1.Qualified electronic signature creation devices shall ensure, by appropriate technical and procedural means, that at least:

  1. (a)

    the confidentiality of the electronic signature creation data used for electronic signature creation is reasonably assured;

  2. (b)

    the electronic signature creation data used for electronic signature creation can practically occur only once;

  3. (c)

    the electronic signature creation data used for electronic signature creation cannot, with reasonable assurance, be derived and the electronic signature is reliably protected against forgery using currently available technology;

  4. (d)

    the electronic signature creation data used for electronic signature creation can be reliably protected by the legitimate signatory against use by others.

2.

Qualified electronic signature creation devices shall not alter the data to be signed or prevent such data from being presented to the signatory prior to signing.

3.

Generating or managing electronic signature creation data on behalf of the signatory may only be done by a qualified trust service provider.

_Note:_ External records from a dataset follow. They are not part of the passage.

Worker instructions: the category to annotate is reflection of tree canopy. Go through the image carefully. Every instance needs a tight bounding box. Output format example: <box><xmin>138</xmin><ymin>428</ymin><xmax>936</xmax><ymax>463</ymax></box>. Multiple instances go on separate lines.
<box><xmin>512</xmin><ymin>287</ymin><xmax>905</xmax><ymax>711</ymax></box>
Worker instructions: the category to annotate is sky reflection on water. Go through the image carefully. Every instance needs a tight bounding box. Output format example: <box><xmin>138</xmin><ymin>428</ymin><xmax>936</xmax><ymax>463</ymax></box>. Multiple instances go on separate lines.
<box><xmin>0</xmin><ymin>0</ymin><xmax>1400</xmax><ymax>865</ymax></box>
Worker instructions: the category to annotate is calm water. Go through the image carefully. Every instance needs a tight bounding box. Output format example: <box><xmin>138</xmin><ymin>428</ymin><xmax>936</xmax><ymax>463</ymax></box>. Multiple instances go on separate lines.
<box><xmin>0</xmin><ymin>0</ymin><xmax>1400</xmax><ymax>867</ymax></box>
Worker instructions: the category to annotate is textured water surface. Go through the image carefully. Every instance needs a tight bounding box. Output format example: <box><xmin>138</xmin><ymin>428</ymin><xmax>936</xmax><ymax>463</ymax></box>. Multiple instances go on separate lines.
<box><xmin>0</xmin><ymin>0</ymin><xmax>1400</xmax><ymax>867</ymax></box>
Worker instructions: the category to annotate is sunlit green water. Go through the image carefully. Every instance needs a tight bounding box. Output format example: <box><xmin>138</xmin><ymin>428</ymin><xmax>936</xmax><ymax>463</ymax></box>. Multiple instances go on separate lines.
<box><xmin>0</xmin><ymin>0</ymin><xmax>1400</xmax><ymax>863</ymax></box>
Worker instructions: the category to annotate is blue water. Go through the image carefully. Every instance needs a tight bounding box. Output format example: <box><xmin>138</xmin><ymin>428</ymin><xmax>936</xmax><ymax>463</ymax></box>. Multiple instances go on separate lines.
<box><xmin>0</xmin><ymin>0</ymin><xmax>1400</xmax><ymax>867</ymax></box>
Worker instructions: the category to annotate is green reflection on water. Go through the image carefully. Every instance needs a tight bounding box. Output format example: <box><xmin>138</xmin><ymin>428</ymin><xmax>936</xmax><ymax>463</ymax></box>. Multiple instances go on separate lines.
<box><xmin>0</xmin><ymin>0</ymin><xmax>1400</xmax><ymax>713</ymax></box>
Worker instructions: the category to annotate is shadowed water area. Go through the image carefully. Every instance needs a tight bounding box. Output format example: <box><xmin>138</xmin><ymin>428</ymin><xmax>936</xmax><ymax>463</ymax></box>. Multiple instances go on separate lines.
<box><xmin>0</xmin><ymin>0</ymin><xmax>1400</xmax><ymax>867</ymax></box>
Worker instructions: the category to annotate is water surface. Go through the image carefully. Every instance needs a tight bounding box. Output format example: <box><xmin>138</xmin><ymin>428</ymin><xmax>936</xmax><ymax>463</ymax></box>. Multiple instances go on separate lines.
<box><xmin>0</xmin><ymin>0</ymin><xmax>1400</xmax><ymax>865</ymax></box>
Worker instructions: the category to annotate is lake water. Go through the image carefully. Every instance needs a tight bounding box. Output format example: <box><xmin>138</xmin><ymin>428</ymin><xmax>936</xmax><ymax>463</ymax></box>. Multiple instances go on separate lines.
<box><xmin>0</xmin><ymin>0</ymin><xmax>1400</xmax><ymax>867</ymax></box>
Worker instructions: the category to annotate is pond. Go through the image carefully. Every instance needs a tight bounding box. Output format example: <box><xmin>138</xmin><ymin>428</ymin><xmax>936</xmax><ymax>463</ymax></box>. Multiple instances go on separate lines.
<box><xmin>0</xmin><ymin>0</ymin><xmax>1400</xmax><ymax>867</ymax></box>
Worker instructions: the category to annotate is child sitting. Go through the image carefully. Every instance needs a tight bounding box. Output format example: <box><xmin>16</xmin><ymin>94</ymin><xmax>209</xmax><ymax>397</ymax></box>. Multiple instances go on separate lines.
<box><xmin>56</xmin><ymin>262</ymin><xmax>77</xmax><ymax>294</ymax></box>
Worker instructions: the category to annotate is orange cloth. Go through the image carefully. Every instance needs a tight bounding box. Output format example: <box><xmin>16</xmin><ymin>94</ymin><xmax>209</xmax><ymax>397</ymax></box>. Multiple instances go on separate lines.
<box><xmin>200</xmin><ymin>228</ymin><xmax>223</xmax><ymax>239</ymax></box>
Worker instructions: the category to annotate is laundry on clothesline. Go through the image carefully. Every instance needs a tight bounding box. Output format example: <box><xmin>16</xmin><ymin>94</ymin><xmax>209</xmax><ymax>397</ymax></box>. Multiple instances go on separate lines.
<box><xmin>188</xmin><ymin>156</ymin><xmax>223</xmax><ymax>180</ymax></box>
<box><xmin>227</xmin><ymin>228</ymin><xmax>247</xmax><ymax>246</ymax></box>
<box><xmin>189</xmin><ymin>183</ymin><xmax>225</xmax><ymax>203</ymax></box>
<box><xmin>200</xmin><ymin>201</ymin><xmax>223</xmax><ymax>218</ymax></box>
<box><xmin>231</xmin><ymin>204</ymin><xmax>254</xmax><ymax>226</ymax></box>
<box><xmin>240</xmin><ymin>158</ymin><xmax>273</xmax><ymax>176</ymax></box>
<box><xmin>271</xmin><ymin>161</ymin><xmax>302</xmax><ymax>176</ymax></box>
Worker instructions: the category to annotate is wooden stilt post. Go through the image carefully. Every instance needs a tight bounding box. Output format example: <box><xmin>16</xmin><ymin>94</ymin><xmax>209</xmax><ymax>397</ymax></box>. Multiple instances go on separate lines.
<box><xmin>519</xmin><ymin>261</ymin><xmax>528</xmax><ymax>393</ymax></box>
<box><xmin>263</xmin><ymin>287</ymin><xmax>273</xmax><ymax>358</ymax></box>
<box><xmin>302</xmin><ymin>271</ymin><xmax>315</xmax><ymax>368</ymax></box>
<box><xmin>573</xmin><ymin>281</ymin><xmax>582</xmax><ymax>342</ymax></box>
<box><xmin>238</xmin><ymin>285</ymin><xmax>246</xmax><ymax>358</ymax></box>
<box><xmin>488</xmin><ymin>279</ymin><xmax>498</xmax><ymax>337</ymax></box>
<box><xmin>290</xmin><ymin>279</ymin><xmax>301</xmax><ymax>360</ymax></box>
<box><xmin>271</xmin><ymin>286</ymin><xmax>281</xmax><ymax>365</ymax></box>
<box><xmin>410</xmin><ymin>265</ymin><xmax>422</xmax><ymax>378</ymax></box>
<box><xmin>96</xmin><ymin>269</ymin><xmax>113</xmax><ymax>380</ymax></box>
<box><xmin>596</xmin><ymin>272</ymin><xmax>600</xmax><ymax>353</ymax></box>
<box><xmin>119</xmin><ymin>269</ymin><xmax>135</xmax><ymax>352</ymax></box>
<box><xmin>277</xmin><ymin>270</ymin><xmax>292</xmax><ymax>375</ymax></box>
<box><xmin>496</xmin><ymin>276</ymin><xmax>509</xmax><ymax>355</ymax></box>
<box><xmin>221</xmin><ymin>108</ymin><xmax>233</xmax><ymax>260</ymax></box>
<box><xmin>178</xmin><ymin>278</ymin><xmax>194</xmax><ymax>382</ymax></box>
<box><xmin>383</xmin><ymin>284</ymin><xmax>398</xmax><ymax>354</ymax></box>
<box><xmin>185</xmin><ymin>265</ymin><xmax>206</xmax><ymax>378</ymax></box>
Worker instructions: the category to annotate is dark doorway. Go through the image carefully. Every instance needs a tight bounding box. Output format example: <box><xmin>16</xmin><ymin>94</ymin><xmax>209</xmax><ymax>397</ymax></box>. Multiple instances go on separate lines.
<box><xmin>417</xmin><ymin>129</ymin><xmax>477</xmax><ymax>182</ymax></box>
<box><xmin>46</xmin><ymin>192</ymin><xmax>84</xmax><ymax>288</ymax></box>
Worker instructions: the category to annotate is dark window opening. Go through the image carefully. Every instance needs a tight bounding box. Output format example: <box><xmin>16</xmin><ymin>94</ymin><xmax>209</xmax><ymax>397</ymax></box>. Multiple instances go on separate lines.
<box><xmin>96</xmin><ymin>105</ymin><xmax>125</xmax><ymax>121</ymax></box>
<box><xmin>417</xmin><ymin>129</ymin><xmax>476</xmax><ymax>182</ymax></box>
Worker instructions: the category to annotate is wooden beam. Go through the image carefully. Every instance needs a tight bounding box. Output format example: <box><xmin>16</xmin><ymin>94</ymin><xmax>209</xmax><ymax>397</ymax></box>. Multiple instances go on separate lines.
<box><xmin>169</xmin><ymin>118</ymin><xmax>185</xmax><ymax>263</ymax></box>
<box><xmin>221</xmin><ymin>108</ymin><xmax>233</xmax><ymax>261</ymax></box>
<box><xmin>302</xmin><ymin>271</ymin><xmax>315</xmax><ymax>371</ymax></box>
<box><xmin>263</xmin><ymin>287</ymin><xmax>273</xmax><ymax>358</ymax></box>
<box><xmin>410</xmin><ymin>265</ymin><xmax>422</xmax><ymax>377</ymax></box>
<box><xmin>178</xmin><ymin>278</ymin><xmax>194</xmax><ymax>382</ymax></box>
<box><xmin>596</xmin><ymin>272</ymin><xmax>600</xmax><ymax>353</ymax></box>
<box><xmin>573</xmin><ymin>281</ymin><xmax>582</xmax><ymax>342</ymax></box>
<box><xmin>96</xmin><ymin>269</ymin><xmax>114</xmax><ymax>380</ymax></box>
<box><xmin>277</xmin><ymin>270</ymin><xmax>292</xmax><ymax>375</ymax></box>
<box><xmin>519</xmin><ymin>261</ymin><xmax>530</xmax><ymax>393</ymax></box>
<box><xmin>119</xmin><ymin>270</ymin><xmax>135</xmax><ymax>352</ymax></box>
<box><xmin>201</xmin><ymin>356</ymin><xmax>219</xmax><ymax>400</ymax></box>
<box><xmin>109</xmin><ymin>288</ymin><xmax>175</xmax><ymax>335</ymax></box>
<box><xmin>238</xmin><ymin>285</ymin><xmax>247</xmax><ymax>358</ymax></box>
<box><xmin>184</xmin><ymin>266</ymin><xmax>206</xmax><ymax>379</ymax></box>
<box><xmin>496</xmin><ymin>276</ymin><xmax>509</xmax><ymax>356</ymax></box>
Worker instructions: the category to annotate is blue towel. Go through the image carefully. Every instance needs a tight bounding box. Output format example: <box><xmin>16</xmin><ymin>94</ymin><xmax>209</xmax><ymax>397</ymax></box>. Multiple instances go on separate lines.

4.Without prejudice to point (d) of point 1, qualified trust service providers managing electronic signature creation data on behalf of the signatory may duplicate the electronic signature creation data only for back-up purposes provided the following requirements are met:

  1. (a)

    the security of the duplicated datasets must be at the same level as for the original datasets;

  2. (b)

    the number of duplicated datasets shall not exceed the minimum needed to ensure continuity of the service.